The sale of Meredith Corp. to Barry Diller’s InterActive Corp. will go down as one of the fastest and most spectacular reversals in magazine-industry history.
The $2.7 billion deal comes less than four years after Meredith’s transformative 2018 acquisition of Time Inc. in a $2.8 billion transaction, which created the largest magazine-media company in the U.S. and one of the largest in the world.
With the IAC deal, Meredith’s media brands will be rolled into IAC’s Dotdash digital publishing unit. Dotdash CEO Neil Vogel will lead the combined company.
At the time of the January 2018 Time Inc. deal and later, Meredith executives extolled the prospects of the newly combined giant. “I couldn’t think or come up with another deal that I thought mattered as much to the future of the Meredith Corporation,” then-CEO Steve Lacy said of his 116-year-old company in March 2018, just two months after the Time Inc. sale closed.
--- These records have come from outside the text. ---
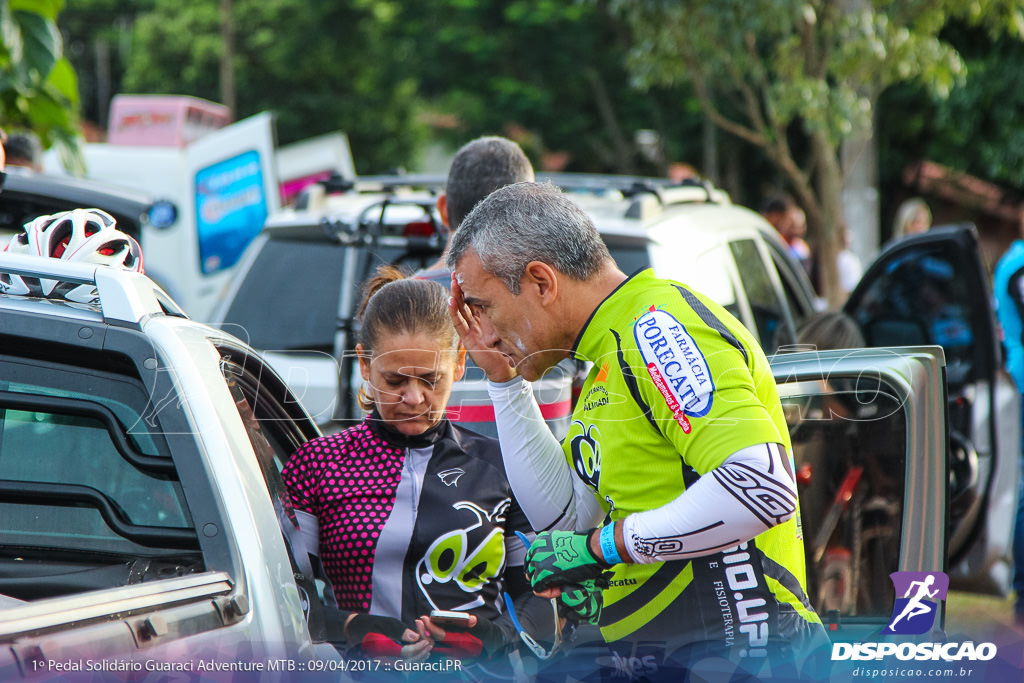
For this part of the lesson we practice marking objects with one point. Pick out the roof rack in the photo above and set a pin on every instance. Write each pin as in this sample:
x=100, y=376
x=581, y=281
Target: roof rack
x=125, y=297
x=649, y=195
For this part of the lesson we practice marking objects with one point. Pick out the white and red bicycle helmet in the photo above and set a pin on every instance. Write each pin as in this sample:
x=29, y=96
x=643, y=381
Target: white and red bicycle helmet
x=86, y=236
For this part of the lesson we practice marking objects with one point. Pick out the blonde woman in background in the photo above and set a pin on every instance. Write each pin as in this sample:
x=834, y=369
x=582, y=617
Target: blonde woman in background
x=912, y=217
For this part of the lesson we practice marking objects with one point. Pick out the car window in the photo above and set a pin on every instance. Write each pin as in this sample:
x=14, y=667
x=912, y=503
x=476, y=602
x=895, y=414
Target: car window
x=76, y=480
x=921, y=297
x=274, y=436
x=773, y=327
x=796, y=303
x=631, y=255
x=849, y=445
x=289, y=299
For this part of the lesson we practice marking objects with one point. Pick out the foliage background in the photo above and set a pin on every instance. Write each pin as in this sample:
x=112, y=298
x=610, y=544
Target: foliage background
x=562, y=78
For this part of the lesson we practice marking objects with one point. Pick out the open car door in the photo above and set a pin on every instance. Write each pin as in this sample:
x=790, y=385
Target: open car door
x=868, y=429
x=934, y=289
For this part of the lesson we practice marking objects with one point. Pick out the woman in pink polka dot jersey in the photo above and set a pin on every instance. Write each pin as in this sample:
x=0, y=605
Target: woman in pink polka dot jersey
x=415, y=513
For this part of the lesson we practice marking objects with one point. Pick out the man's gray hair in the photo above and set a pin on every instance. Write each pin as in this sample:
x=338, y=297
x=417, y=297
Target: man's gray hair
x=526, y=222
x=479, y=168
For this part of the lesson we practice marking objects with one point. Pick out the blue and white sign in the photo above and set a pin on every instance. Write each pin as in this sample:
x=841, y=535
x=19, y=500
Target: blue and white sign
x=230, y=209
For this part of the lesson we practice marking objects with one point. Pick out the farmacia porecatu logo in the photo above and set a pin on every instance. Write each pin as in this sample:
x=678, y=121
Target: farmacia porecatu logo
x=918, y=597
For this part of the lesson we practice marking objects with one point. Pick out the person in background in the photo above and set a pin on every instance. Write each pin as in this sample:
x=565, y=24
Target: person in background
x=480, y=167
x=847, y=263
x=1008, y=286
x=791, y=222
x=414, y=513
x=22, y=148
x=912, y=217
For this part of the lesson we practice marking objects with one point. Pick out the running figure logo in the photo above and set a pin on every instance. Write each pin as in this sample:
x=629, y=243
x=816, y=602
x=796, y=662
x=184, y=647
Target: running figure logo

And then, in February 2020, two years after the acquisition, President and CEO Tom Harty opened a quarterly earnings call saying the Time Inc. integration was largely complete, leaving the company in “the strongest competitive position in its history.”
As recently as earlier this year, Harty remained bullish, calling the $2.7 billion sale of Meredith’s television stations in May an “historic day,” and casting that sale as a way to strengthen Meredith’s core business: Its magazine media franchises.
“As a more focused company with an enhanced balance sheet and cash-generating media assets, we will further advance our position as a media leader with trusted brands, a digital business of scale, and unparalleled reach to women," Harty stated. “This transaction will allow us to sharpen our focus on the potential of our brands and assets.”
So what happened? Harty was once quoted as saying anything is for sale at the right price, and the $2.7 billion IAC is paying represents a significant return after factoring in Meredith's divestment of Time Magazine for $190 million, Sports Illustrated for $110 million, and Fortune for $150 million.
Beyond that, the nature of media has changed, and even optimistic rhetoric can’t change the fact that magazine-related media, particularly print, is not viewed as a growth area.
“We do not expect to see any material changes in efficacy with the consolidation,” Digitas/LBI's Marla Theodore said at the time. “The decision is not one that showcases innovation against its magazine competitors and feels late to the party of continued transition from print to digital.”
And a December 1, 2017, the Des Moines Register report included a foreboding observation from Margot Susca, a lecturer at American University's School of Communication. She said even fans of Time Inc.’s brands shouldn’t rule out bigger problems on the horizon. Corporate media constantly buys and sells. “It's just pieces flying around, companies broken apart, pieces being sold,” she said. “I'd expect this isn't going to be a marriage that lasts for very long.”